Better v-slot wheels?

not many. hehehe I have seen them being used with filament guide projects.

According to this I have never seen v slot wheels on any printer.

My understanding is that PC is not as slippery as POM.

I’ll hose them down with Jig-a-loo :slightly_smiling_face:

Or simple green… …

So it appears that there are some kind of rubber wheels, Polycarbonate, Delrin, and Drylin.

Is there a difference other than cost?

What is it?

Rubber could be anything from natural rubber top silicone rubber. without a hardness number, it’s hard to say. Delrin is a trade name for PolyAcetal or POM. Drylin is an Igus product, I think it’s basically POM with friction reducers in it.

Thanks Glenn is one better than the others or does it really make a difference? My X1 now has a working ABL ( thanks to my girlfriends pc) that new throat , extruded gears , and filament sensor seems to resolved all the jams.

The quality is still poor. I know the v groove rollers have flat spots. I can feel it when I move them. I will replace them but don’t know which.

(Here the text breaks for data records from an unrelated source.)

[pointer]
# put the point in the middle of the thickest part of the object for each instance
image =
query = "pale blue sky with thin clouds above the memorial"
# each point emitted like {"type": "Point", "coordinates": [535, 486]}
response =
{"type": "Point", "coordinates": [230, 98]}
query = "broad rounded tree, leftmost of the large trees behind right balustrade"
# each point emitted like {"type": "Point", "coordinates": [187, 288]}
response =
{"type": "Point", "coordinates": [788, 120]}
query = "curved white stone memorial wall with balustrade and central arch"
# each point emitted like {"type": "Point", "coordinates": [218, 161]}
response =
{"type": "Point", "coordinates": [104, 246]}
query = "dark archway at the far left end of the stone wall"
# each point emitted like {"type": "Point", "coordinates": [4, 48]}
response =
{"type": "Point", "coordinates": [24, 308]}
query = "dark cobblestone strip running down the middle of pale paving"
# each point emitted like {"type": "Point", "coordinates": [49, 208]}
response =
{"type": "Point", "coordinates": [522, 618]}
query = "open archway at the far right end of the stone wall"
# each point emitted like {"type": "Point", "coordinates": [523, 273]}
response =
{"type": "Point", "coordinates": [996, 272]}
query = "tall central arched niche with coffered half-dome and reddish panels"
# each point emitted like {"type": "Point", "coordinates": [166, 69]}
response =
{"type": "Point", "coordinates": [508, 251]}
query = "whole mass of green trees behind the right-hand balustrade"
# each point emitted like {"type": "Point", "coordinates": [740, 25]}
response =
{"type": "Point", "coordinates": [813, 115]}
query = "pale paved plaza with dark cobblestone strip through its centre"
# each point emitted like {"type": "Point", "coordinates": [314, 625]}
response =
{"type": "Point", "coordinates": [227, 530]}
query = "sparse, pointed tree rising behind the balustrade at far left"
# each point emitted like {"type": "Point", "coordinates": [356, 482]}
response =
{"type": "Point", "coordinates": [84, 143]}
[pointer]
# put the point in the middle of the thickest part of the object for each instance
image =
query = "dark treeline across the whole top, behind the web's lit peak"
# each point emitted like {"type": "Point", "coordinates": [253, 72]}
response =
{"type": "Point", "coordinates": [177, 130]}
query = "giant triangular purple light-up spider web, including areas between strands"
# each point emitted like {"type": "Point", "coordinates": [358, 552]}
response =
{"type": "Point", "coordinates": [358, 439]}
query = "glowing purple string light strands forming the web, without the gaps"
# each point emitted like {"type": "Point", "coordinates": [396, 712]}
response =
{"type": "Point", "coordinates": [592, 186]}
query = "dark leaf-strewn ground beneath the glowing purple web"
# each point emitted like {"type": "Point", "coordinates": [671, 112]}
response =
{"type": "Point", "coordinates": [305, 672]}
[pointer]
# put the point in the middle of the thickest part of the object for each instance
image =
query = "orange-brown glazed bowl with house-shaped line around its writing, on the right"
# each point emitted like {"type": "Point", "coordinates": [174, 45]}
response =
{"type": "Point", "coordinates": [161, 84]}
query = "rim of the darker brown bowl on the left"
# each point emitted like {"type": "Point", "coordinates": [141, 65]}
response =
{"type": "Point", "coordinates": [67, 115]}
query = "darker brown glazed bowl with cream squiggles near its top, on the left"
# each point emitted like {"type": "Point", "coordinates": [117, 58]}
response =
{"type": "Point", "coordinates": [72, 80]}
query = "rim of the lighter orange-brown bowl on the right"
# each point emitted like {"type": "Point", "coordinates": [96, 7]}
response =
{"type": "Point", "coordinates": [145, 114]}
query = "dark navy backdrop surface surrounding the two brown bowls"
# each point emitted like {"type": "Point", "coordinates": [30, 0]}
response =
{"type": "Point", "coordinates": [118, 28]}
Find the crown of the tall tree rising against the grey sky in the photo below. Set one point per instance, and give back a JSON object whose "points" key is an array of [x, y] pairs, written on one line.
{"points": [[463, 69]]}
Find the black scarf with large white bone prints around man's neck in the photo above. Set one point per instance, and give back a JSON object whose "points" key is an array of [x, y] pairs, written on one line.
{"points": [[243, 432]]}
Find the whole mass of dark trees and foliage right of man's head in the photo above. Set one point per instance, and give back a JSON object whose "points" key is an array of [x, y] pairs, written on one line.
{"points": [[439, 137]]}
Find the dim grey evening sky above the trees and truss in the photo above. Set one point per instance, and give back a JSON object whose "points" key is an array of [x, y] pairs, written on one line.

maybe not better but they are for different purposes. POM is probably the best but it’s harder than the rubber (I imagine) So could hold up to being parked in one spot better (regarding flat spots) but it’s heavy and being harder it’ll be noisier. Also, If some dust or a chip gets caught in the track the rubber might roll right over it where a harder wheel might jam solid. there’s always a trade-off and the wear has to go somewhere. If you make the wheels harder then it’s going to wear the track faster, so, which is easier to replace as a maintenance item? Recirculating ball slides will last the longest. hard steel on hard steel with lubricant. Noisey and heavy but capable of great speeds and loads, I think they use these wheels and aluminum because the forces aren’t great and at these forces, the speed is not going to add much wear so they picked the wheel as the logical choice to be the wear part. The Igus materials and bushings are wonderful feats of material science and design and in my business, I’ve really tried hard to find an excuse to use them but they never make it past prototype or preproduction units because of the cost and availability of traditional materials that are 99% as good for what we need.